Here is a graphic view of some hybrid architectural options:
DataConnector screen shotDataConnector screen shot

DataConnector screen shotDataConnector screen shot

Data Distribution Geographically:
Another consideration is the distribution of data in the resource. Homogenous geographic data density works best with hard zoom level switches. In other words, the switch from vector to raster tile can be coded to zoomlevel regardless of where the client has panned in the extent of the data. This is simple to implement.

However where data is relatively heterogeneous geographically it might be nice to arrange switching according to density. An example might be parcel data densities that vary across urban and rural areas. Instead of simple zoom levels, the switch between tile and vector is based on density calculations. Having available a heat map overview, for example, could provide a quick viewport density calculation based on a pixel sum of the heat map intersecting with the user’s viewport. This density calculation would be used for the switch rather than a simpler zoom level switch. This way rural area of interest can gain the benefit of vectors higher in the pyramid than would be useful in urban areas.

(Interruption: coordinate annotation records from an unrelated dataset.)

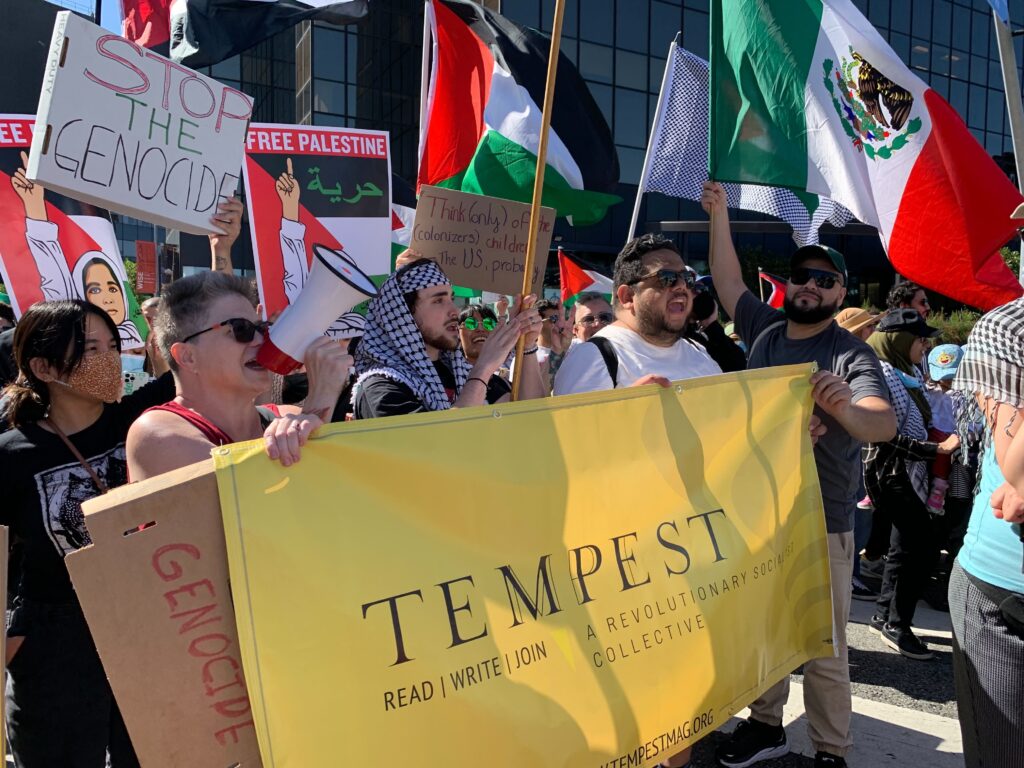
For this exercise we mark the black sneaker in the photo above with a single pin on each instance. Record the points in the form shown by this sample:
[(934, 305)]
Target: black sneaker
[(752, 742), (905, 642), (827, 760)]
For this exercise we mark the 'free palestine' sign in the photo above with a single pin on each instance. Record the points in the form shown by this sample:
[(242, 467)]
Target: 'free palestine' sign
[(128, 129)]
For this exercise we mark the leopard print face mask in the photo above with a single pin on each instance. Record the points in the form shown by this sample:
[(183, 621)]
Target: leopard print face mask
[(97, 376)]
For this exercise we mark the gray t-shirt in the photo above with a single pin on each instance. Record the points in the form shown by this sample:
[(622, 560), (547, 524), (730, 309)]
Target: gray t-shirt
[(837, 454)]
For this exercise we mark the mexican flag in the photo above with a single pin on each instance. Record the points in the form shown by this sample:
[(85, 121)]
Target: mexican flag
[(807, 94), (577, 279), (483, 117)]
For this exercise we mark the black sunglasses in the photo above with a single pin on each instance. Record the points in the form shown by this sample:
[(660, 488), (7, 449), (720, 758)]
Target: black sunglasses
[(592, 320), (669, 278), (244, 330), (822, 278)]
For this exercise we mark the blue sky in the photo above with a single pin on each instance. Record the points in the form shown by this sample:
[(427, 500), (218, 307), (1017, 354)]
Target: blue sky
[(111, 14)]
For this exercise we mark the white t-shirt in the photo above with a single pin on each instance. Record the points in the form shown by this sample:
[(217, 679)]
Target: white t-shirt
[(585, 371)]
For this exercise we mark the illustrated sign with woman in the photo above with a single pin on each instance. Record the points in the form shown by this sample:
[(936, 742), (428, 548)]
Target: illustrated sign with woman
[(53, 247)]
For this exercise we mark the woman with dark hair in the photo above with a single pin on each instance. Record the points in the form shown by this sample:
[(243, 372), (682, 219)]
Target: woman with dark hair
[(896, 476), (67, 445)]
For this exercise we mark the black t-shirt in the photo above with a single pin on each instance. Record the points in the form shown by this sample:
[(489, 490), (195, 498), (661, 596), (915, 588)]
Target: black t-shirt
[(380, 395), (44, 485)]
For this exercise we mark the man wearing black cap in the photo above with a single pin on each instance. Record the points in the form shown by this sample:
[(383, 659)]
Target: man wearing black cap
[(851, 398)]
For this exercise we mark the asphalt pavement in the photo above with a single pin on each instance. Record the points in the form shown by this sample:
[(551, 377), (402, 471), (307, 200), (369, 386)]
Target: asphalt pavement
[(904, 712)]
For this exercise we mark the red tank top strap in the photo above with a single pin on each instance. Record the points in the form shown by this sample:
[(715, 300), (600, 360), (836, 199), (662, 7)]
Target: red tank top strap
[(210, 430)]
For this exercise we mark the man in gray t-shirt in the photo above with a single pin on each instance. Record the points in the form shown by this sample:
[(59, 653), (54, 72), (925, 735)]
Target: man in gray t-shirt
[(851, 399), (837, 452)]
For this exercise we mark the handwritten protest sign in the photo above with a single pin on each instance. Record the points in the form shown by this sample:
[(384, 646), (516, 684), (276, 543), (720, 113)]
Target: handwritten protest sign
[(480, 242), (315, 186), (53, 247), (125, 128)]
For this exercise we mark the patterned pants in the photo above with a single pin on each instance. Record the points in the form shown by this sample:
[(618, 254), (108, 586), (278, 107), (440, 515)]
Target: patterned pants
[(988, 667)]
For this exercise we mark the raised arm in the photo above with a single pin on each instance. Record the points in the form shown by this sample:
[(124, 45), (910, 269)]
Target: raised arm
[(228, 218), (723, 259)]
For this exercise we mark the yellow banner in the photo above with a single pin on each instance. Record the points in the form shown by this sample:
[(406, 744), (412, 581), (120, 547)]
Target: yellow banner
[(589, 581)]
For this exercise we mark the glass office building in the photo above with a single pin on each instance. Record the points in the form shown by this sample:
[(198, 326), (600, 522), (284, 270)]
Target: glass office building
[(369, 76)]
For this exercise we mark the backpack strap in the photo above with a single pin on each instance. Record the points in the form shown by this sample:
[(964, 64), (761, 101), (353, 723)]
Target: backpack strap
[(607, 350), (760, 336)]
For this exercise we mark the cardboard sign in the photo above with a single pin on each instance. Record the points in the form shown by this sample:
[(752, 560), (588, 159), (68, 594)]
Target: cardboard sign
[(154, 589), (145, 266), (52, 247), (125, 128), (310, 186), (479, 242)]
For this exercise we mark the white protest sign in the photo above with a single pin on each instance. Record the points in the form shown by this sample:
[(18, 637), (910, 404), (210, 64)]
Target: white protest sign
[(127, 129)]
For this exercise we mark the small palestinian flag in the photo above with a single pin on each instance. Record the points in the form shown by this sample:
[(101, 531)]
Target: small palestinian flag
[(577, 279), (777, 296), (483, 117), (402, 214)]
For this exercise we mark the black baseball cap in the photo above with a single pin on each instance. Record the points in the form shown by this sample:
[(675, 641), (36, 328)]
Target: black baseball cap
[(909, 321), (820, 252)]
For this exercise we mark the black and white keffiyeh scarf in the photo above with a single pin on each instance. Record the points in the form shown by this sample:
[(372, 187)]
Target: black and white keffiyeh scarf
[(993, 364), (392, 344)]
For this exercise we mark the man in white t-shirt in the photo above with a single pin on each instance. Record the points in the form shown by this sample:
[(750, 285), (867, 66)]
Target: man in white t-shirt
[(652, 299)]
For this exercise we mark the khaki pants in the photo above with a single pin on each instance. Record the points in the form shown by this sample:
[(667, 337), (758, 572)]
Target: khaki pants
[(826, 681)]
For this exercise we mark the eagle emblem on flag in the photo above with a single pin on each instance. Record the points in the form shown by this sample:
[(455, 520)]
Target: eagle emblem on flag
[(875, 111)]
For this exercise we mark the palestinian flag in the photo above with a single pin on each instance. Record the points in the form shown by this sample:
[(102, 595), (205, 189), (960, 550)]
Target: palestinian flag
[(777, 296), (483, 117), (205, 32), (808, 95), (578, 279), (402, 215)]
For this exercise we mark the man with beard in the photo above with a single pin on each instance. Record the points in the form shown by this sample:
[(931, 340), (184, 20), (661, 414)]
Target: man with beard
[(410, 361), (653, 296), (851, 398)]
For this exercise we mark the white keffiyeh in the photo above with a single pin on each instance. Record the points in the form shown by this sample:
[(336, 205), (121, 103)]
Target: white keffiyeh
[(392, 344)]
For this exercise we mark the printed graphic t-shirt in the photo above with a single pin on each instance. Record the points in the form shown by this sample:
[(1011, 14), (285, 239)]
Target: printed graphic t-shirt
[(44, 485)]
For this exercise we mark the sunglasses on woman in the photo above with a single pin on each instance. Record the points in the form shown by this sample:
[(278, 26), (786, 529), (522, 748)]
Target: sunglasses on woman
[(669, 278), (592, 320), (471, 324), (822, 278), (243, 330)]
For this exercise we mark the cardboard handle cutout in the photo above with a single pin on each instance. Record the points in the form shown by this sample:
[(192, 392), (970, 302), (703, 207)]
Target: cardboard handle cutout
[(335, 286)]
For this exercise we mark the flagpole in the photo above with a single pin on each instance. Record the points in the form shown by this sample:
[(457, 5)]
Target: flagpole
[(1012, 86), (655, 129), (424, 80), (535, 209)]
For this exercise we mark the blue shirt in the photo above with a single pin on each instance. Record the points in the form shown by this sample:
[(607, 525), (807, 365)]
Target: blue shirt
[(992, 550)]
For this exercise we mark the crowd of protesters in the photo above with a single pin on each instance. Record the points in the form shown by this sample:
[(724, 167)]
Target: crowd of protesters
[(918, 451)]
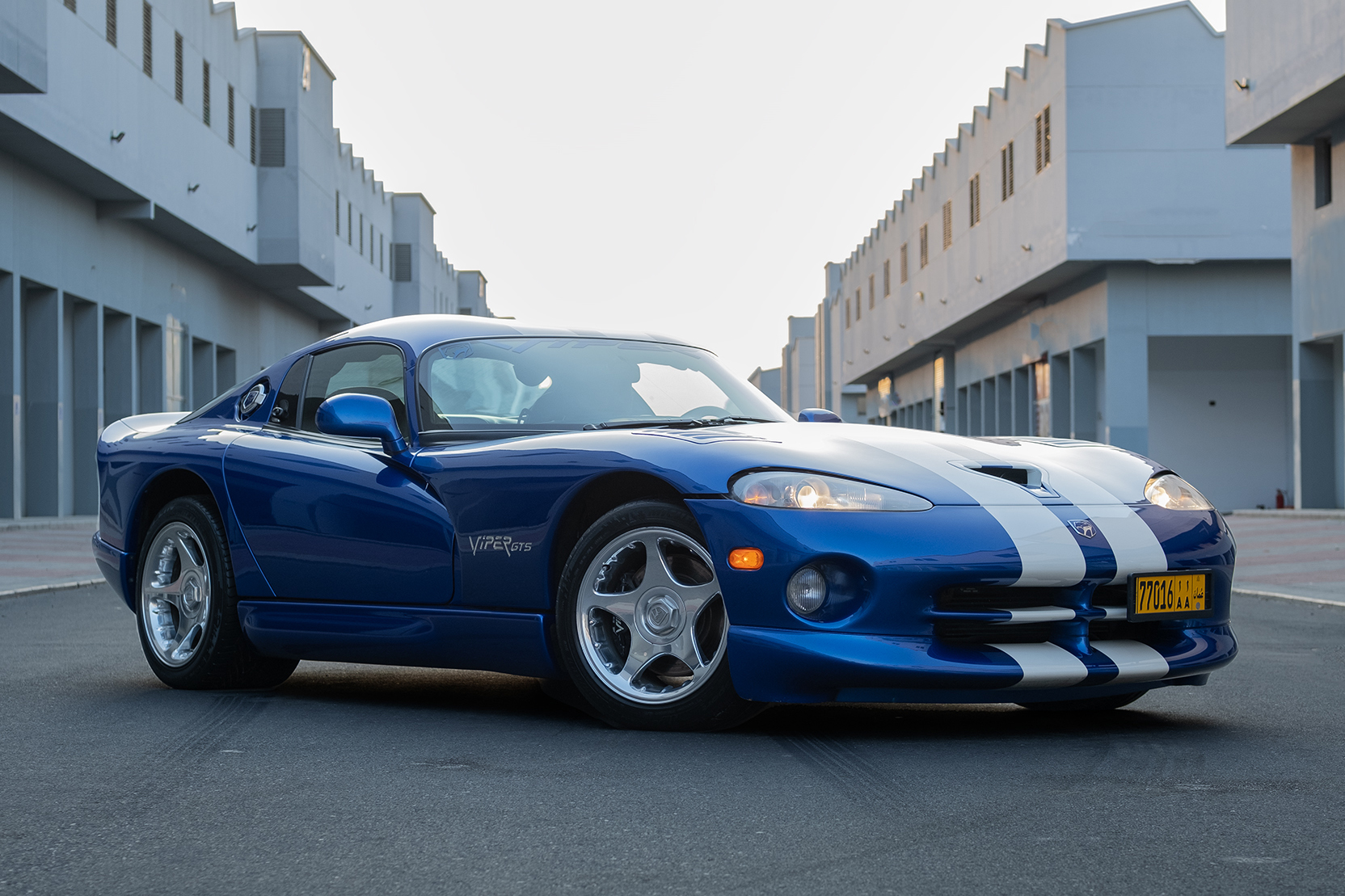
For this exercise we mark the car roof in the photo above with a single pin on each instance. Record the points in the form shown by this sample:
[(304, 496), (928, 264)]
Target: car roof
[(423, 331)]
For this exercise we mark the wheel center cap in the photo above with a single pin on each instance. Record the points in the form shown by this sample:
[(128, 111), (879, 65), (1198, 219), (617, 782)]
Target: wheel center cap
[(662, 615)]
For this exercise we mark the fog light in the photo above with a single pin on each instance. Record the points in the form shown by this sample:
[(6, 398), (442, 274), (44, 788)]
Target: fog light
[(806, 592)]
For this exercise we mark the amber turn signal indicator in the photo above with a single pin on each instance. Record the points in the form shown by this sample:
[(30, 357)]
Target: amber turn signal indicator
[(747, 558)]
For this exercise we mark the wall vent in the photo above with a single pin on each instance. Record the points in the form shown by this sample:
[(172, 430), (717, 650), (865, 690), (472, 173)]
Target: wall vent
[(147, 40), (272, 151), (176, 66), (403, 261)]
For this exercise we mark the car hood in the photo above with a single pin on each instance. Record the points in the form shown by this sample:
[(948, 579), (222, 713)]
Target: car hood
[(944, 469)]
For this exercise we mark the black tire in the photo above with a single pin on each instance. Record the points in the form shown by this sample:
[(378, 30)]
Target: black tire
[(708, 703), (196, 643), (1090, 705)]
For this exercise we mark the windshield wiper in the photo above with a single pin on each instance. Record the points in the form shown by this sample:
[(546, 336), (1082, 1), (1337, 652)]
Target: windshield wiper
[(682, 423)]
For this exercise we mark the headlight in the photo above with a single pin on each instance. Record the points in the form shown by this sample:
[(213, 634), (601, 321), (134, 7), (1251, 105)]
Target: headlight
[(810, 491), (1173, 493)]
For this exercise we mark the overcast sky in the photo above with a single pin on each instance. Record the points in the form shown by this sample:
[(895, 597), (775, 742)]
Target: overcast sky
[(680, 167)]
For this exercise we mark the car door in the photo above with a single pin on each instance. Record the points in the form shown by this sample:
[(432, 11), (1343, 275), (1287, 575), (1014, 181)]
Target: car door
[(334, 518)]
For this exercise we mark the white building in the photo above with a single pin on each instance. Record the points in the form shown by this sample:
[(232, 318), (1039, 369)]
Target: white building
[(1087, 259), (176, 210), (1284, 84)]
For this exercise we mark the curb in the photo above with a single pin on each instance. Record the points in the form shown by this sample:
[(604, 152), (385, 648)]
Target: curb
[(1275, 594), (60, 586)]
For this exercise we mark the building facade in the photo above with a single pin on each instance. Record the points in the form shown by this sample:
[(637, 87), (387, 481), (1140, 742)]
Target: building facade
[(1284, 84), (1087, 259), (176, 210)]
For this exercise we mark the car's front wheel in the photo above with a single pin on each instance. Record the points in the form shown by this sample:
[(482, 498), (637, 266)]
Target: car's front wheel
[(188, 607), (642, 627)]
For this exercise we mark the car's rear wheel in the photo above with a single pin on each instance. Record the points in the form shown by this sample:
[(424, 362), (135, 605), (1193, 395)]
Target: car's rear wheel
[(188, 607), (1090, 705), (642, 627)]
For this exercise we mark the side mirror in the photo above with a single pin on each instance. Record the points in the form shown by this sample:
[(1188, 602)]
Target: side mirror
[(364, 418), (818, 414)]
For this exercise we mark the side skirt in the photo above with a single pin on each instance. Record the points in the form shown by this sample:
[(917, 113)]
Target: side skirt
[(388, 635)]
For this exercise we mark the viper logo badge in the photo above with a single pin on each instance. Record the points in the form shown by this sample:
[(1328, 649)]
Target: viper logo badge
[(1083, 528)]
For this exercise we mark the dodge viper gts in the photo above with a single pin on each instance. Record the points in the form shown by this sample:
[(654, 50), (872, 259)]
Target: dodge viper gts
[(619, 515)]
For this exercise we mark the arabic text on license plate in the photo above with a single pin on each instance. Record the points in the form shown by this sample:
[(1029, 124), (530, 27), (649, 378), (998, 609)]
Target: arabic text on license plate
[(1166, 595)]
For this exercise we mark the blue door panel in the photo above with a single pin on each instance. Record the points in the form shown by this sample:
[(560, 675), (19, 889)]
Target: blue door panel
[(328, 521)]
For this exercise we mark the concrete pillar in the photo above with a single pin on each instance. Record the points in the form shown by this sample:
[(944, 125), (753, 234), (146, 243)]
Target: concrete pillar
[(1126, 373), (42, 390)]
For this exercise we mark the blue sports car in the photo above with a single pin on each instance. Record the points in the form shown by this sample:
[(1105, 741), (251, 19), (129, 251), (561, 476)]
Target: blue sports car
[(623, 518)]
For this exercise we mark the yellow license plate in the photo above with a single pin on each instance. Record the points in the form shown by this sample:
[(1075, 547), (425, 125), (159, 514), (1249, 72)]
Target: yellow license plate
[(1169, 595)]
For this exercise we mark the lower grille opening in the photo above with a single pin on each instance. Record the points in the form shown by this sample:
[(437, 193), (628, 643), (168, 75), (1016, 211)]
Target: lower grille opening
[(980, 598), (970, 631)]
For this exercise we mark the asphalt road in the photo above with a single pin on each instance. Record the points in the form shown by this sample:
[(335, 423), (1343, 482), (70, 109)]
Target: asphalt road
[(354, 779)]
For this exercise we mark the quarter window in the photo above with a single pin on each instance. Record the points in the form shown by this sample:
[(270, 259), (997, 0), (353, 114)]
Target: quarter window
[(366, 369)]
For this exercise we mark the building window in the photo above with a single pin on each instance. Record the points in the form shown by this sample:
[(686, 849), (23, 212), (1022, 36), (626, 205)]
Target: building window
[(1043, 123), (403, 261), (176, 66), (147, 40), (1322, 170), (272, 152)]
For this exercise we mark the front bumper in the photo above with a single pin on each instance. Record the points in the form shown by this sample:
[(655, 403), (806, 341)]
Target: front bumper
[(115, 566), (816, 667)]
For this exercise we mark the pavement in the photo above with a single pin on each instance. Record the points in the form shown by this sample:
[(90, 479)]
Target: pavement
[(1288, 553), (356, 779)]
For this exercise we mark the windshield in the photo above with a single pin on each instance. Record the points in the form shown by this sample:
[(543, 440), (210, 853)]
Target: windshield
[(571, 384)]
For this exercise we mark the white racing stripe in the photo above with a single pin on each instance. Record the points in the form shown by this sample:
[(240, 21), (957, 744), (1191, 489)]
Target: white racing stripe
[(1136, 661), (1132, 540), (1045, 665), (1036, 614), (1049, 554)]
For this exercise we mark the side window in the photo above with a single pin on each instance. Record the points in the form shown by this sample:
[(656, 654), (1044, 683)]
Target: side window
[(369, 369), (285, 410)]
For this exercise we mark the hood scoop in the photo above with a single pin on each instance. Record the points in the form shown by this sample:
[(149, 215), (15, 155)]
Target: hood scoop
[(1025, 475)]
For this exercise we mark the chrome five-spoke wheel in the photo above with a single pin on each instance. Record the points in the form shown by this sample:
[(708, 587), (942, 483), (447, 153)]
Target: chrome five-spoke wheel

DataConnector screen shotDataConnector screen shot

Point Layers:
Points have a slightly different twist. For one thing too many points clutter a map, while their simplicity means that more point vectors can be rendered before affecting UI performance. Heat Maps are a great way to show density at higher levels in the pyramid. Heat Maps can be dynamic tile source or a more generalized caching tile pyramid. In a point layer scenario at some level there is a switch from Heat Map to Cluster Icons, and then to individual Pushpins. Using power scaling at pushpin levels allows higher density pins to show higher in the pyramid without as much clutter. Power scaling hooks the icon size for the pin to zoomlevel. Experiments showed icon max limit for Bing Silverlight Map Control at 3000-5000 per viewport.

DataConnector screen shot

Some Caveats:
Tile pyramids are of course most efficient when the data is relatively static. With highly dynamic data, tiles can be built on the fly but with consequent loss of performance as well as loading on the server that affects scaling. In an intermediate situation with data that changes slowly, static tiles are still an option using a pre-seeding batch process run at some scheduled interval.

Batch tile loading also has limitations for very dense resources that require tiling down deep in a pyramid where the number of tiles grows very large. Seeding all levels of a deep pyramid requires some time, perhaps too much time. However, in a hybrid case this should rarely happen since the bottom levels of the pyramid are handled dynamically as vectors.

It is also worth noting that with Silverlight the client hardware affects performance. Silverlight has an advantage for web distribution. It distributes the cpu load out to the clients harnessing all their resources. However, an ancient client with old hardware performance will not match performance of newer machines.


A Hybrid zoom level based approach is the best general architecture for Silverlight web maps where large data sets are involved. Using your own service provides more options in architecting a web map solution.

Microsoft’s WCF is a nice framework especially since it leverages the same C# language, IDE, and debugging capabilities across all tiers of a solution. Microsoft is the only vendor out there with the breadth to give developers an integrated solution across the whole spectrum from UI graphics, to customizable services, to SQL spatial tables.

Then throw in global map and imagery resources from Bing, with Geocode, Routing, and Search services, along with the Azure cloud platform for scalability and it’s no wonder Microsoft is a hit with the enterprise. Microsoft’s full range single vendor package is obviously a powerful incentive in the enterprise world. Although relatively new to the game, Microsoft’s full court offense puts some pressure on traditional GIS vendors, especially in the web distribution side of the equation.